The particularity of the reported case is represented by the absence of any clinical specific signs or symptoms of the cutaneous hemorrhagic syndrome caused by vitamin K deficiency before the age of 6 months, that caused later established diagnosis. Vitamin K comprises a group of 10 structurally similar, fat-soluble compounds, including 3 main synthetic forms: a. vitamin K1 (phylloquinone, phytomenadione), produced by plants and found in high amounts in green leafy vegetables; b. vitamin K2 (menaquinone) which is synthetised by bacteria in the gut flora, but is also found in animal products; c. vitamin K3 (menadione), which is represented by several water-soluble analogues, which are used for therapeutical purposes. There are 2 etiological forms of vitamin K deficiency caused bleeding: idiopathic and secondary to various additional factors, which impair the normal vitamin K supply, such as: poor intake, reduced absorption or increased pathological consumption of vitamin K. Furthermore, vitamin K deficiency bleeding can be classified by age at onset into 3 categories: early (within the first 24 hours), classic (days 2 to 7 – mostly 3 to 5) and late (week 2 to 6 months – mostly weeks 2 to 8), the last form being the rarest one. Bleeding due to vitamin K deficiency as a result of fat malabsorption can occur in children of any age and it can be prevented by using oral vitamin K food supplements (2–3 mg/day) or parenteral intravenous vitamin K (1–2 mg/dose). On the other hand, if the clinical signs and symptoms of vitamin K deficiency as a consequence of malabsorption are already present, patients require prolonged administration of high doses of oral vitamin K (2.5 mg twice/week to 5 mg/day) or parenteral vitamin K (if oral intake is ineffective) for the treatment of this disease. It is possible to adjust the dose depending on prothrombin time, which is closely monitored [1,7,9].

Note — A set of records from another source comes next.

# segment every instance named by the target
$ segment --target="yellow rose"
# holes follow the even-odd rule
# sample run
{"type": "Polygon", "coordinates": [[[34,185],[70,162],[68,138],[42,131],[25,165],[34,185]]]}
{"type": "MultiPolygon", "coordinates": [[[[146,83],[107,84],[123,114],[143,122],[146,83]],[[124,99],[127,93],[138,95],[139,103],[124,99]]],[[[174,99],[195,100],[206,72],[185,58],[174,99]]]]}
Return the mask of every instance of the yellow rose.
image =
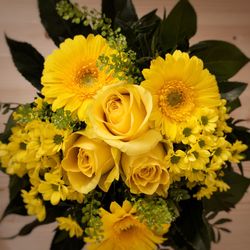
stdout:
{"type": "Polygon", "coordinates": [[[128,155],[145,153],[162,138],[149,128],[152,105],[151,94],[141,86],[105,86],[89,111],[93,134],[128,155]]]}
{"type": "Polygon", "coordinates": [[[122,154],[122,178],[134,194],[148,194],[165,196],[170,184],[169,174],[164,163],[166,155],[162,144],[158,144],[151,151],[129,156],[122,154]]]}
{"type": "Polygon", "coordinates": [[[105,142],[78,131],[66,142],[62,167],[76,191],[87,194],[99,185],[107,192],[114,179],[119,178],[115,158],[115,151],[105,142]]]}

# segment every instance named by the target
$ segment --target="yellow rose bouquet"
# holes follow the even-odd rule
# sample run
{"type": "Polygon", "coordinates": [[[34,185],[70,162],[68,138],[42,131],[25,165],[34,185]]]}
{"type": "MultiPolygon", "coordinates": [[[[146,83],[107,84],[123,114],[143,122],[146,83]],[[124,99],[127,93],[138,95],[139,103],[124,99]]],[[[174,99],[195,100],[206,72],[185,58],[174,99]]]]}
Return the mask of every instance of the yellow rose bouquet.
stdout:
{"type": "Polygon", "coordinates": [[[18,235],[56,222],[53,250],[209,250],[228,231],[216,226],[228,219],[211,219],[250,184],[249,129],[229,115],[246,84],[228,80],[249,58],[223,41],[189,46],[187,0],[140,19],[131,0],[103,0],[101,13],[68,0],[38,6],[58,48],[44,59],[6,36],[38,94],[1,103],[12,112],[0,142],[2,219],[35,216],[18,235]]]}

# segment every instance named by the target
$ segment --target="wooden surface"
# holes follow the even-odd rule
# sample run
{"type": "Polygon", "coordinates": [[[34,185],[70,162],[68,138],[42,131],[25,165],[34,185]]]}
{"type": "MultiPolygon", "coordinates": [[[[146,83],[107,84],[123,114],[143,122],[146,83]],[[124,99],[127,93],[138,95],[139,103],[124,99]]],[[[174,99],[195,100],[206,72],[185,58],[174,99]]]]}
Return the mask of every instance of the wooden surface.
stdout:
{"type": "MultiPolygon", "coordinates": [[[[99,8],[99,0],[80,0],[81,4],[99,8]]],[[[134,0],[139,16],[158,8],[162,15],[164,6],[167,11],[177,1],[170,0],[134,0]]],[[[191,44],[207,39],[221,39],[234,43],[246,55],[250,56],[250,1],[249,0],[192,0],[198,13],[198,32],[191,40],[191,44]]],[[[36,0],[0,0],[0,101],[1,102],[30,102],[35,95],[35,89],[15,69],[8,48],[4,41],[4,32],[11,38],[31,43],[44,56],[51,53],[54,45],[47,39],[40,24],[36,0]]],[[[233,79],[250,82],[250,64],[242,69],[233,79]]],[[[243,108],[233,115],[239,119],[248,120],[245,125],[250,126],[250,87],[242,95],[243,108]]],[[[0,131],[6,116],[0,116],[0,131]]],[[[250,164],[247,164],[246,175],[250,176],[250,164]]],[[[8,177],[0,174],[0,214],[8,203],[8,177]]],[[[213,250],[246,250],[250,249],[250,195],[247,193],[236,209],[230,214],[233,222],[229,224],[231,234],[223,234],[218,245],[213,250]]],[[[32,218],[8,216],[0,224],[0,237],[12,236],[18,232],[25,222],[32,218]]],[[[191,225],[190,225],[191,226],[191,225]]],[[[14,240],[1,240],[1,250],[48,250],[55,225],[42,226],[35,229],[26,237],[14,240]]]]}

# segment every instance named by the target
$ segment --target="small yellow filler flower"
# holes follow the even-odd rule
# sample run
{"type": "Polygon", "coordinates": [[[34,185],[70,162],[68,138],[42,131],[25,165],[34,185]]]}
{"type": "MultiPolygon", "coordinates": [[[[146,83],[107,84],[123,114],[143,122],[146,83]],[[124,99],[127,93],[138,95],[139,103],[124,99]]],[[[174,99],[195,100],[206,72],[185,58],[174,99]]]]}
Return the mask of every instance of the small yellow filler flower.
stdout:
{"type": "Polygon", "coordinates": [[[83,229],[72,219],[71,215],[68,217],[58,217],[56,221],[58,222],[58,228],[68,231],[71,238],[74,236],[81,237],[83,235],[83,229]]]}

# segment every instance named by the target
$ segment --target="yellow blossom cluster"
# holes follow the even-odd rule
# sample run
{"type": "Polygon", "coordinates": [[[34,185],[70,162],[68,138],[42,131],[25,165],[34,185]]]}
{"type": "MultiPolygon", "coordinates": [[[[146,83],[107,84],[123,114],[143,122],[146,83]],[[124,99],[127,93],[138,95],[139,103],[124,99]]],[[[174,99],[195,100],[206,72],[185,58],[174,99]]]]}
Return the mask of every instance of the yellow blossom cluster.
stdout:
{"type": "MultiPolygon", "coordinates": [[[[42,94],[50,112],[70,111],[86,128],[60,129],[50,117],[33,119],[14,126],[9,143],[0,144],[6,172],[28,175],[31,186],[22,197],[39,221],[46,216],[44,202],[82,203],[97,187],[108,192],[114,181],[132,194],[164,198],[171,184],[184,181],[198,187],[197,199],[210,198],[229,188],[222,180],[226,163],[242,160],[246,145],[227,140],[226,102],[199,58],[181,51],[157,57],[135,85],[97,66],[100,56],[115,53],[99,35],[66,39],[45,61],[42,94]]],[[[43,109],[42,102],[36,109],[43,109]]],[[[167,230],[150,230],[129,201],[111,203],[110,210],[101,209],[104,233],[101,241],[86,238],[88,249],[151,250],[163,241],[167,230]]],[[[82,236],[71,216],[57,221],[70,237],[82,236]]]]}
{"type": "Polygon", "coordinates": [[[13,127],[9,143],[0,144],[0,162],[6,173],[29,176],[30,190],[22,190],[22,197],[28,214],[39,221],[46,216],[44,201],[56,205],[60,200],[83,200],[61,167],[61,150],[69,134],[52,123],[33,120],[13,127]]]}

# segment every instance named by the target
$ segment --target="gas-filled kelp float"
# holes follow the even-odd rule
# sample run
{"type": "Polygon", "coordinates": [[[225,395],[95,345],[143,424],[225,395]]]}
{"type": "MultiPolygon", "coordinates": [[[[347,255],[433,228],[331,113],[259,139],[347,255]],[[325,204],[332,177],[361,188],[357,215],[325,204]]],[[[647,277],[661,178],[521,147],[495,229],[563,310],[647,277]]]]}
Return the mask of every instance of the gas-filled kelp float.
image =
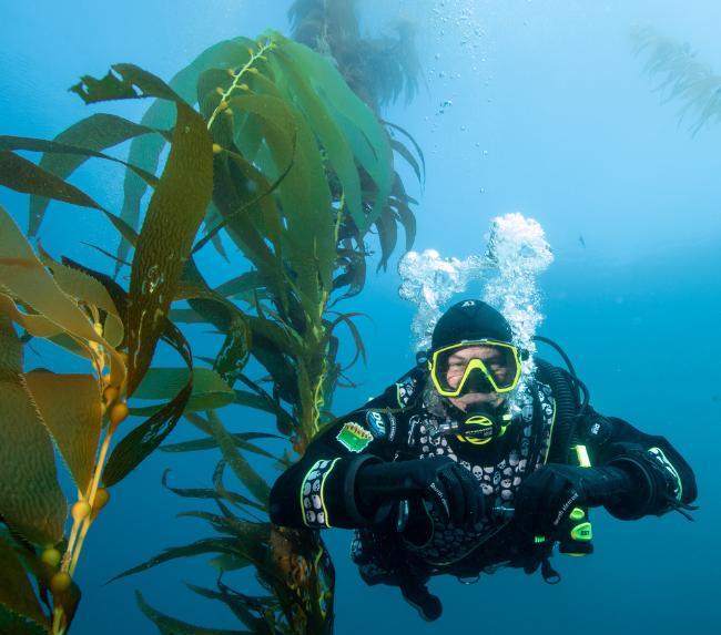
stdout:
{"type": "MultiPolygon", "coordinates": [[[[394,148],[419,175],[423,156],[392,139],[326,54],[275,32],[221,42],[169,84],[118,64],[73,90],[88,103],[154,101],[140,123],[93,114],[53,141],[0,137],[0,183],[30,194],[30,238],[50,199],[105,215],[122,236],[116,255],[104,252],[109,269],[129,266],[130,284],[33,248],[0,209],[0,632],[68,632],[81,596],[75,567],[109,490],[183,418],[202,436],[165,449],[189,460],[220,449],[212,485],[173,488],[214,504],[186,514],[212,533],[121,575],[212,555],[216,587],[191,588],[227,605],[243,633],[331,633],[334,572],[323,541],[264,522],[268,483],[247,457],[287,465],[293,453],[275,457],[263,440],[285,438],[299,454],[332,418],[347,368],[339,328],[349,329],[355,359],[364,355],[355,316],[335,304],[363,289],[368,234],[379,236],[380,266],[398,225],[410,246],[413,199],[394,148]],[[131,140],[126,163],[106,154],[131,140]],[[40,162],[21,151],[42,153],[40,162]],[[120,215],[67,181],[89,158],[126,165],[120,215]],[[222,236],[238,256],[226,254],[222,236]],[[203,263],[232,259],[237,275],[212,288],[201,249],[214,249],[203,263]],[[211,325],[220,346],[195,350],[183,322],[211,325]],[[153,365],[161,342],[179,367],[153,365]],[[28,369],[23,352],[33,345],[75,354],[87,371],[28,369]],[[217,411],[231,404],[272,417],[275,430],[233,430],[230,421],[252,413],[224,422],[217,411]],[[77,487],[70,501],[59,485],[64,469],[77,487]],[[241,492],[225,484],[227,472],[241,492]],[[231,586],[232,572],[247,567],[260,591],[231,586]]],[[[161,633],[200,632],[140,595],[139,604],[161,633]]]]}

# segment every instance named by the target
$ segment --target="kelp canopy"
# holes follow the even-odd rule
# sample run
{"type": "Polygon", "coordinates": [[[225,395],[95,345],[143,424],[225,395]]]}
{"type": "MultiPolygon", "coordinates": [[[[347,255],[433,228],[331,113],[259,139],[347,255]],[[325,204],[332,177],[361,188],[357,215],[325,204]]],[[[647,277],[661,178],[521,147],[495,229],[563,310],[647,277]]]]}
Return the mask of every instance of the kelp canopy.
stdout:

Another particular feature of the case is the relatively atypical onset of the exocrine pancreatic insufficiency, with cutaneous hemorrhagic syndrome caused by fat-soluble vitamin K malabsorption. Moreover, pancreatic lipase deficiency in this patient is most likely congenital, so pancreatic enzyme replacement therapy should be maintained throughout his entire lifetime, but with the possibility to titrate the dosage based upon clinical manifestations (disappearance or persistence of steatorrhea, the aspect of the growth curve for weight and height).

Conclusion

The present case report provides evidence that pancreatic exocrine insufficiency can be determined by lipase deficiency (either isolated or associated with other enzyme deficiencies) and it may have an atypical onset, directly with bruising as a sign of fat-soluble vitamin K deficiency, caused by reduced absorption in the intestine. This case emphasizes the importance of differential diagnosis of cutaneous hemorrhagic syndrome, as well as of malabsorption syndrome. It also highlights the need for early and accurate diagnosis of any exocrine pancreatic disorder and, subsequently, for early and proper treatment, in order to prevent potential complications that could occur in time due to chronic malnutrition.